Managing somebody who’s managing somebody who’s managing somebody who’s managing somebody who’s doing that work, doesn’t work.
What works is that direct contact with people with lived experience and making real life change.
What can funders do?
Be more trusting. To think about why they’re asking for evaluation reporting and to what end.
I know that those reports don’t get read. They’ll sit in an email somewhere and then get deleted after seven years. And they are a lot of work. People are being paid to write evaluation documents that don’t get read. I just don’t understand why.
So the first thing is: Why are you doing evaluation? If it’s to understand trends, you can do that in a conversation. You can bring all of the organisations you’re funding into the same room and go, ‘Hey everybody, why don’t you all talk about the work that you’re doing?’ Build connections. Build some networking. Build some co-learning between people.
You can, as an organisation, as a funder, spot the trend and go, “Oh, we’ve noticed there’s a group of people around you doing this. There’s a group of people doing that.”
You can be alive in conversation.
People will only put in an evaluation form what’s going really, really well. Even the stuff that’s going badly, they’ll talk about in a way that makes them look good.

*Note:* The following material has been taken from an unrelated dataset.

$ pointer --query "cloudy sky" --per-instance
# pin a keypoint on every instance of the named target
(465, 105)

Whereas in person, or in a conversation, people will tell you what’s really troubling them, and they’ll ask for help, and they’ll ask for support. If you have a good relationship with people, they’ll trust you more to tell you the truth.
Then you might realise that, actually, in 50% of the organisations you fund people require mediation, because when you’ve given them money, money causes problems, and now they’re stuck.
In Greater Manchester, we had to have mediators and had to go out and train people in Deep Democracy and conflict resolution so we could build a group of people that could then go into organisations and practice as third-party mediators and do conflict resolution. We wouldn’t have known that had we not done the learning spaces, had we not just had conversations with people. That knowledge wouldn’t have come through in the evaluation forms.
The best thing that could happen
Success would be knowing that the 70 organisations and partners we’ve worked with are taking the energy of the shift in power between funder and fundee. They have more power than they think they do.
We have the ability to solve a lot of issues, are able to resist on a different level, and do real systems change by creating a brand new structure and infrastructure. I talk a lot about communes. I really want a commune.
So, the other end of the scale for success would be that we all come together and buy a massive plot of land and we build off of it, or we buy a massive structure in the centre of Manchester and we all house our 70 organisations in it, and we show what collaborative work and community work really looks like in Greater Manchester when funders are not asking us to compete.
Then we’ll have funders coming to us. We’ve got funders already coming to us and saying, “that’s really sexy and cool. Can we get in on it, give you money to give out?”
And we’re like, “Let’s think about it. Do we want to be affiliated with you?”
That’s the shift in power.
By building these structures, through collaboration and community, through co-learning and co-working we can get to a place where a government can really be of us, as opposed to a hierarchical institution that sometimes wants to support us.
I think we can resist oppressive forces. There will always be an oppressive force. I feel like it’ll always be something that we’re resisting, but these structures and collaboration will allow us to resist that.